# Setting a toilet



## Morning Wood (Jan 12, 2008)

Well, upon further inspection it seems the supply was leaking at the toilet connection. I took that out and cleaned everything up and reinstalled everything. Which basically means lefty loosey, righty tighty. So far so good. I'm hoping the connection was the issue and not the seal. Unfortunately the floor is wet under the toilet. I guess it will dry eventually.


----------



## hdavis (Feb 14, 2012)

X2 on a lot of pointers - I won't get into the ring on the fixture vs ring on the flange debate.

Besides cleaning off the wax from both surfaces before putting a new ring on, you have to make sure it's all dry.

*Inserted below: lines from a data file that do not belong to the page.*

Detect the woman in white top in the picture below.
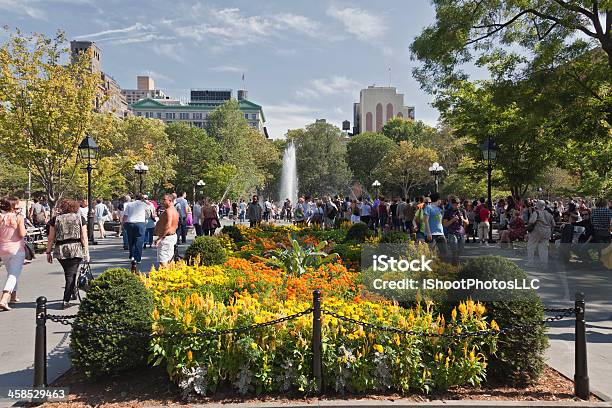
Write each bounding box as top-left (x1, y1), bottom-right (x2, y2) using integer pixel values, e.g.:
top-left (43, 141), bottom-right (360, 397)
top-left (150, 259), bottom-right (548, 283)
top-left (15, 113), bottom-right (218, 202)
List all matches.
top-left (0, 197), bottom-right (27, 310)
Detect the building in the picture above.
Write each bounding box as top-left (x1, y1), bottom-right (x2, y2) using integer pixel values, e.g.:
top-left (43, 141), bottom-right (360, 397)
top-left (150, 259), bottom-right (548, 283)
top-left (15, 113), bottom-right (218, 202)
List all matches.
top-left (353, 86), bottom-right (414, 135)
top-left (70, 41), bottom-right (129, 118)
top-left (121, 75), bottom-right (168, 105)
top-left (130, 89), bottom-right (267, 137)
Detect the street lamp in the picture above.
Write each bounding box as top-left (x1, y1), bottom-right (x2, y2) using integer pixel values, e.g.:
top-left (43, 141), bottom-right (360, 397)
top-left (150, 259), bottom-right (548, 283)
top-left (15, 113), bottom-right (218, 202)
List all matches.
top-left (429, 162), bottom-right (444, 193)
top-left (372, 180), bottom-right (381, 198)
top-left (134, 162), bottom-right (149, 194)
top-left (193, 179), bottom-right (206, 204)
top-left (480, 136), bottom-right (497, 243)
top-left (79, 135), bottom-right (100, 245)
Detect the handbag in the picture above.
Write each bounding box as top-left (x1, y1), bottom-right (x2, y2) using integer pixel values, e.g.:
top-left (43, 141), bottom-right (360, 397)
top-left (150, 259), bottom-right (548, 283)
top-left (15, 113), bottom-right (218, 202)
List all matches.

The other thing I didn't see mentioned is if you rock it side to side or back to front when you install, the seal is most likely going to break and it will leak. I always sit on the lid while I'm tightening these down. Tighten pretty good, keep sitting - the bolts will loosen again if you have a thick ring. Tighten again. When it stops moving, you're done, but the bolts have to be tight. Recheck after it has been used a time or two. If it loosened up, you didn't get it all the way down.


----------



## hdavis (Feb 14, 2012)

Morning Wood said:


> Well, upon further inspection it seems the supply was leaking at the toilet connection. I took that out and cleaned everything up and reinstalled everything. Which basically means lefty loosey, righty tighty. So far so good. I'm hoping the connection was the issue and not the seal. Unfortunately the floor is wet under the toilet. I guess it will dry eventually.

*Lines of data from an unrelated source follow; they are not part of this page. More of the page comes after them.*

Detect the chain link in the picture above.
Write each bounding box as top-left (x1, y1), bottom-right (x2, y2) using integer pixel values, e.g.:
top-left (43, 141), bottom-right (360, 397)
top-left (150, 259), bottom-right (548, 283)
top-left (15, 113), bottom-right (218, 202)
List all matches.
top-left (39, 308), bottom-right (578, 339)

Seals won't leak continuously, only when the toilet is flushed or when the water is running through it due to a leaky flapper valve or whatever you have. If this was just pooling water without being flushed, then it wasn't a leaky wax ring seal.


----------



## MarkJames (Nov 25, 2012)

hdavis said:


> X2 on a lot of pointers - I won't get into the ring on the fixture vs ring on the flange debate.
> 
> Besides cleaning off the wax from both surfaces before putting a new ring on, you have to make sure it's all dry.
> 
> The other thing I didn't see mentioned is if you rock it side to side or back to front when you install, the seal is most likely going to break and it will leak. I always sit on the lid while I'm tightening these down. Tighten pretty good, keep sitting - the bolts will loosen again if you have a thick ring. Tighten again. When it stops moving, you're done, but the bolts have to be tight. Recheck after it has been used a time or two. If it loosened up, you didn't get it all the way down.


A little OCD there? After old wax is scraped off, it's dry and fine enough.

Right about the rocking. Front to back rocking is especially bad. If that exists, shim the front first (not the back).


----------



## hdavis (Feb 14, 2012)

MarkJames said:


> A little OCD there? After old wax is scraped off, it's dry and fine enough.
> 
> Right about the rocking. Front to back rocking is especially bad. If that exists, shim the front first (not the back).


Definitely OCD about setting toilets - I've done way too much floor repair due to leaks. I also put so much wax on that it covers the edge of the flooring (yup, I put it on the flange). Hand shaped - once it's set, it's just shy of having squeeze out. Break the seal and it's going to come out onto the floor surface, but the subfloor is going to stay dry.

I don't like setting toilets and repairing subfloors, so I try to only do it once.....


----------



## Seven-Delta-FortyOne (Mar 5, 2011)

I'll throw a few things in here, and I've replaced numerous bathroom floors that were water damaged, and set more toilets than I can remember.

So, in no particular order, here goes:

Please don't stack wax rings. They are not designed to be used that way. If you need more wax, get the thick ring.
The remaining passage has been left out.